O que fica dos julgamentos dos atos do 8 de Janeiro

Ministros poderiam ter usado os julgamentos para tentar desfazer visão de que inspiram medo, escreve André Marsiglia

Não parece haver dúvidas de que os reús do 8 de Janeiro serão todos condenados a penas muito pesadas. O Supremo quer dar um recado contundente e não poupará esforços para isso.

É inegável que a Corte se sentiu acuada e muito desconfortável com as críticas ostensivas e reiteradas de Bolsonaro e seus seguidores e quer agora mostrar quem manda. Não se pode ignorar também que parte dos ministros colaborou para o imbróglio ao se colocar em um lugar de protagonismo político indesejável a quem faz parte de um Tribunal constitucional, carregando a instituição a seu reboque.

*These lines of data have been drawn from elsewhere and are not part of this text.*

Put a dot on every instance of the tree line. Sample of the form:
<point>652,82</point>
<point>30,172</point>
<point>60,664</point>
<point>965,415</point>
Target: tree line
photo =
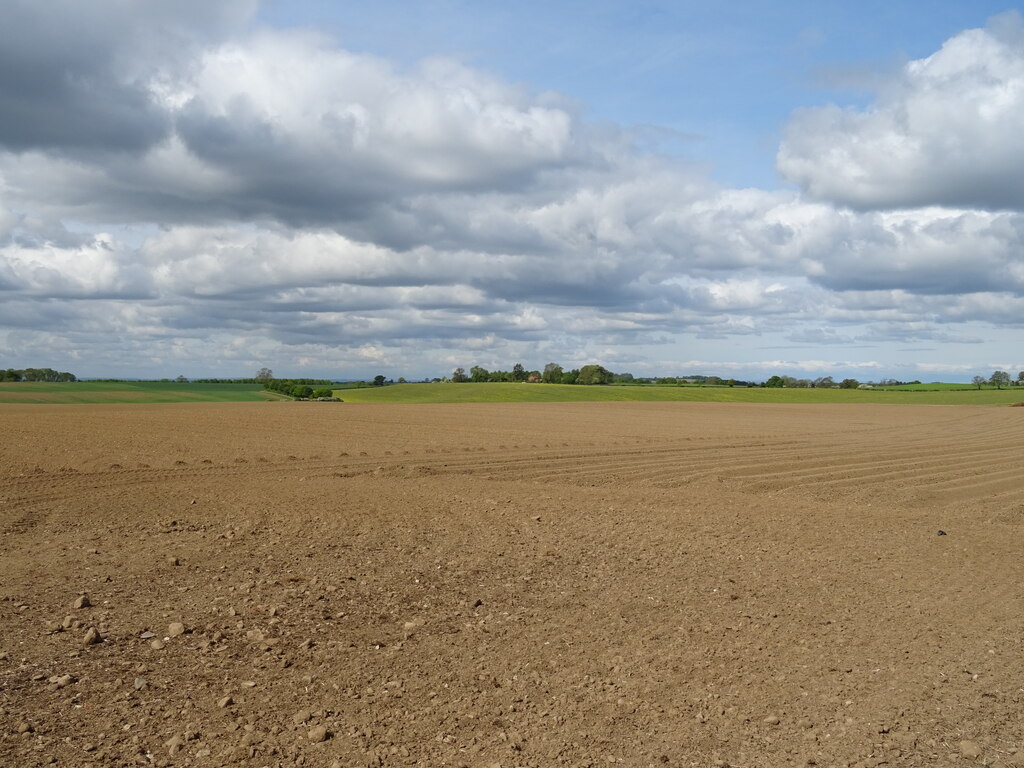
<point>552,374</point>
<point>36,374</point>
<point>998,379</point>
<point>301,389</point>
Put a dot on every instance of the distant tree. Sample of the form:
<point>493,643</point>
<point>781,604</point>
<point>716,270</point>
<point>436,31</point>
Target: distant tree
<point>552,374</point>
<point>594,375</point>
<point>999,379</point>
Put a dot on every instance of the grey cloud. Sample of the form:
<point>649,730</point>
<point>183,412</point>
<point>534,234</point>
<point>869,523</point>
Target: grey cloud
<point>946,132</point>
<point>74,76</point>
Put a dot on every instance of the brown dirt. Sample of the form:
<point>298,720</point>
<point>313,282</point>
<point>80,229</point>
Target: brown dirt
<point>514,585</point>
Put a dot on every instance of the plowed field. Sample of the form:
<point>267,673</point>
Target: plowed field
<point>517,585</point>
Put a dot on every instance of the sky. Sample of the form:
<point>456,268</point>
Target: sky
<point>341,189</point>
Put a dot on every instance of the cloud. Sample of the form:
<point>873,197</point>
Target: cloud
<point>945,132</point>
<point>235,196</point>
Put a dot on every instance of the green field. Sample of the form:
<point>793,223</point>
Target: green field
<point>132,391</point>
<point>501,392</point>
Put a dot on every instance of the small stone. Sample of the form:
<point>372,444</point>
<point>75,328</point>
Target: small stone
<point>970,750</point>
<point>174,744</point>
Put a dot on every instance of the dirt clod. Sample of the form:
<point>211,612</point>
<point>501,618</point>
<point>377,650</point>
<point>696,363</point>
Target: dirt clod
<point>317,733</point>
<point>92,637</point>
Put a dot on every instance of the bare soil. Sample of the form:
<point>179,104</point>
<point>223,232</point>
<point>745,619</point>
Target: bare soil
<point>515,585</point>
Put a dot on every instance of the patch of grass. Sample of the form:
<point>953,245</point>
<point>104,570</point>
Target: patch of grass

Seja como for, o recado do STF está sendo dado. Acredito que bolsonaristas e –espero– petistas pensarão duas vezes antes de atear fogo ou invadir prédios da praça dos Três Poderes.

No entanto, os julgamentos a que estamos assistindo não deveriam servir só para fazer lembrar da força de um poder da República, mas também para deixar claro que antes de toda e qualquer coisa, o STF é uma Corte de justiça.

Não consigo imaginar que os julgamentos de qualquer destes réus, se em trâmite perante a primeira ou segunda instâncias, resultariam em condenações brutas como a de 17 anos de prisão em regime fechado, destinada ao 1º réu. E se resultassem, decerto, os advogados teriam tranquilidade em afirmar a seus clientes que as instâncias revisoras abrandariam a pena, sem apego a tamanha rigidez e envolvimento emocional com o caso.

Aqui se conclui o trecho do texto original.